37th Mayor of Green Bay
- In office 1938–1945
- Preceded by: John S. Farrell
- Succeeded by: Dominic Olejniczak

Personal details
- Born: Alexander Biemeret February 28, 1877 Green Bay, Wisconsin, U.S.
- Died: May 29, 1946 (aged 69) Green Bay, Wisconsin, U.S.

= Alex Biemeret =

American mayor

Alexander Biemeret (February 28, 1877 – May 29, 1946) was an American politician who served as the 37th mayor of Green Bay, Wisconsin, from 1938 to 1945.

==Biography==
Biemeret was born on February 28, 1877, the son of Jean (John) Baptiste Biemeret (1851–1887) and Catherine Biemeret (née LaHaye, 1846–1884).
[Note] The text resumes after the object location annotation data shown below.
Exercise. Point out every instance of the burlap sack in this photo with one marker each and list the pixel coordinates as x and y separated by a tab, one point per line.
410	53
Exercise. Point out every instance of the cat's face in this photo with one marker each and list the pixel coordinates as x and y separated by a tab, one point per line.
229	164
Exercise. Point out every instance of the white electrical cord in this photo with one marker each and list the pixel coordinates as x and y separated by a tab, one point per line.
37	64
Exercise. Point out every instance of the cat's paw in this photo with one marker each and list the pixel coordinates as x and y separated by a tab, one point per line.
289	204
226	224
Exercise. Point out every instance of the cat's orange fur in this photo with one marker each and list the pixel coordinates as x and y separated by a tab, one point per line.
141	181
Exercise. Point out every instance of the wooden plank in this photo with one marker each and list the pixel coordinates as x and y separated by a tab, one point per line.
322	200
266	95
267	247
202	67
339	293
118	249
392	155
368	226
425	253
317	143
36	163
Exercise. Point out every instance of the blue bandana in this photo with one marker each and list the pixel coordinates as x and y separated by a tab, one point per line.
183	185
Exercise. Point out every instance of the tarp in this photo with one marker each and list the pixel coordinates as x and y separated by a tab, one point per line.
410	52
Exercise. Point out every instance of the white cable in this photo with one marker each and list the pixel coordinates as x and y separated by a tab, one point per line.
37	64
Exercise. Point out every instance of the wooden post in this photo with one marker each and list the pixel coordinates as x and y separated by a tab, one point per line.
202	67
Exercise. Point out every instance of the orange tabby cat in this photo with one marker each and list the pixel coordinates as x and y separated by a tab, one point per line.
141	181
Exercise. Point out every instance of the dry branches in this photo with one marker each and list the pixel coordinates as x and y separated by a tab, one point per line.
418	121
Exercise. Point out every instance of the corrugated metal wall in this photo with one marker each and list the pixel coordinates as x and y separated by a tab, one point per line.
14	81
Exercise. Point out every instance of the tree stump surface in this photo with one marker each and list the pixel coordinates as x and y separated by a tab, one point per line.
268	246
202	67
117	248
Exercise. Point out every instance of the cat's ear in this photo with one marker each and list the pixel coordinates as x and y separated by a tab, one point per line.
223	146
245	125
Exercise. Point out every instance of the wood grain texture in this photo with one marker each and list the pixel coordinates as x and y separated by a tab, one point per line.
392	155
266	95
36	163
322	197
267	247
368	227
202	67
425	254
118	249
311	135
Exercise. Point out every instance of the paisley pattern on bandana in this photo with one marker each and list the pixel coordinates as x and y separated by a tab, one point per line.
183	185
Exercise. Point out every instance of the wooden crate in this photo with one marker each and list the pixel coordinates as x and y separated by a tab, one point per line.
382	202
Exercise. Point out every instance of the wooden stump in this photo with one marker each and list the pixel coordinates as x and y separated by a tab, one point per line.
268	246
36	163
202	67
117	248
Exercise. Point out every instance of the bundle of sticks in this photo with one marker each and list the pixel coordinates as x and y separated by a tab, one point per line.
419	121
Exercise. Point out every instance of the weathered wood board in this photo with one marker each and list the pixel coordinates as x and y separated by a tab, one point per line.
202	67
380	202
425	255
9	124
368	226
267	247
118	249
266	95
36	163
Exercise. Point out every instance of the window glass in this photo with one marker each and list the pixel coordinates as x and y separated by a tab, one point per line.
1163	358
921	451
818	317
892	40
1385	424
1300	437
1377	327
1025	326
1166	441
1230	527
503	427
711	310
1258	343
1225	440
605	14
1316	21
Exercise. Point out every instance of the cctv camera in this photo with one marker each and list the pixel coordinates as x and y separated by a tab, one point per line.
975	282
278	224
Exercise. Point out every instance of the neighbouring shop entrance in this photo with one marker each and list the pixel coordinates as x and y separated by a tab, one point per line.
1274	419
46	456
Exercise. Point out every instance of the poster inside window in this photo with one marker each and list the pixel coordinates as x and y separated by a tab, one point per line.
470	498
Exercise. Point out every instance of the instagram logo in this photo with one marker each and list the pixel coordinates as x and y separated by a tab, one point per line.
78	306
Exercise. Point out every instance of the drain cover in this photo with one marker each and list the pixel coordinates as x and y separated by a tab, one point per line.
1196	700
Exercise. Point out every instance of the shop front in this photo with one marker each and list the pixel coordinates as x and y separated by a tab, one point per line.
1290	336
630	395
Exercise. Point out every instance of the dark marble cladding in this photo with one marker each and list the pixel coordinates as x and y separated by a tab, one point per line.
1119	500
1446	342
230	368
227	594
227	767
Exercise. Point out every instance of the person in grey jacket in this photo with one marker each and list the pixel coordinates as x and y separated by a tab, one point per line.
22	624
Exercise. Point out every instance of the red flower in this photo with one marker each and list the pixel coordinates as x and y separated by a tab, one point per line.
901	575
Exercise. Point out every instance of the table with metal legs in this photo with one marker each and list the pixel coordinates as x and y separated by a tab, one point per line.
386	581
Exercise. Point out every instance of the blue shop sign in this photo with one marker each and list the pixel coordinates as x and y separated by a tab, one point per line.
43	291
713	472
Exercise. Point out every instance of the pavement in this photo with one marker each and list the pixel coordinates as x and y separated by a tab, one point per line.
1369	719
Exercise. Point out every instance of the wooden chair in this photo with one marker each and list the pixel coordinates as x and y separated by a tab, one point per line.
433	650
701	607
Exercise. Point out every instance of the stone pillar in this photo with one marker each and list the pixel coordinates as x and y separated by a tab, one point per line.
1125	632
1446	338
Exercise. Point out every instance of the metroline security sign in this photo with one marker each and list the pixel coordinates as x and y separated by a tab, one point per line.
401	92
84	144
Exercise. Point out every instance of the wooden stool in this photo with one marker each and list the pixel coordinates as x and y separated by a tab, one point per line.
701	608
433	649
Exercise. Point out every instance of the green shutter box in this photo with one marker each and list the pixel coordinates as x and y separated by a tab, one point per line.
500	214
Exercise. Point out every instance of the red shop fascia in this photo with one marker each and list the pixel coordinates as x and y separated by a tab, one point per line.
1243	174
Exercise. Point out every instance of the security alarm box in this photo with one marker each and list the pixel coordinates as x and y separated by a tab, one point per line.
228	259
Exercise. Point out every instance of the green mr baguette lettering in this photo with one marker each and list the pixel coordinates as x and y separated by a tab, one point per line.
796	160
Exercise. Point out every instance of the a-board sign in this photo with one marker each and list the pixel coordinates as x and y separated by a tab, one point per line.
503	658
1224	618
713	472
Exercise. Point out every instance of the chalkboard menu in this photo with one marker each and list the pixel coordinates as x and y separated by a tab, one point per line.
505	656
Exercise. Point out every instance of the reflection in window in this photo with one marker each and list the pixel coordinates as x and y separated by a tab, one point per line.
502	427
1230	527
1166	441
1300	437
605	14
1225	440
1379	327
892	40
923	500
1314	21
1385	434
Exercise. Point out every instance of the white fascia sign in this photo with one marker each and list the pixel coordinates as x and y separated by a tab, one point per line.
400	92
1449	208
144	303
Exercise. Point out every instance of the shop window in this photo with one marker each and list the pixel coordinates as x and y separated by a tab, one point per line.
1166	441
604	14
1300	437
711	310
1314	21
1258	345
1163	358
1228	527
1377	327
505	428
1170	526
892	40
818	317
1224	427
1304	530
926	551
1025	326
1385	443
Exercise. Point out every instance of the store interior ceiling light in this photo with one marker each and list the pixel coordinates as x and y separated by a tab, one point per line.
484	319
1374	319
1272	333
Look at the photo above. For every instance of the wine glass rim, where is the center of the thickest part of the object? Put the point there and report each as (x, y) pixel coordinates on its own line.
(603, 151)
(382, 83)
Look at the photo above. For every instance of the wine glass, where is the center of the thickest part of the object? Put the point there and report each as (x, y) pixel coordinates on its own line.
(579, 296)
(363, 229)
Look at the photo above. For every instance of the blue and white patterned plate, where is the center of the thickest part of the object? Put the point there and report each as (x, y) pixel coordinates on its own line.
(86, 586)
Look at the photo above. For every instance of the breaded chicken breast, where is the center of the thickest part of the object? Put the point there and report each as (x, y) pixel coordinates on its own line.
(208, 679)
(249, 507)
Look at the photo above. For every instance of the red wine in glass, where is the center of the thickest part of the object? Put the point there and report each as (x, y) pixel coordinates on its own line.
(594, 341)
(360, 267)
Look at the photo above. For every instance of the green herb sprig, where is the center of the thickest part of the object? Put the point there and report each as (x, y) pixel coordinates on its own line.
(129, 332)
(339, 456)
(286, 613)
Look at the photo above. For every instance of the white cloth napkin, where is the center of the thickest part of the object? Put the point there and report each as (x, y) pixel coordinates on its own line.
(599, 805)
His mother died when he was seven years old, and his father was fatally injured three years later in the Rahr Brewery explosion of August 3, 1887. Biemeret worked as a youth in Smth's garden and later as a clothing salesman in stores in Green Bay. Biemeret married Flora Antonneau (1876–1948). He died from myocardial infarction on May 29, 1946.

==Career==
Prior to his time as mayor, Biemeret served as a Green Bay alderman and city councilman. He served as mayor from 1938 to 1945.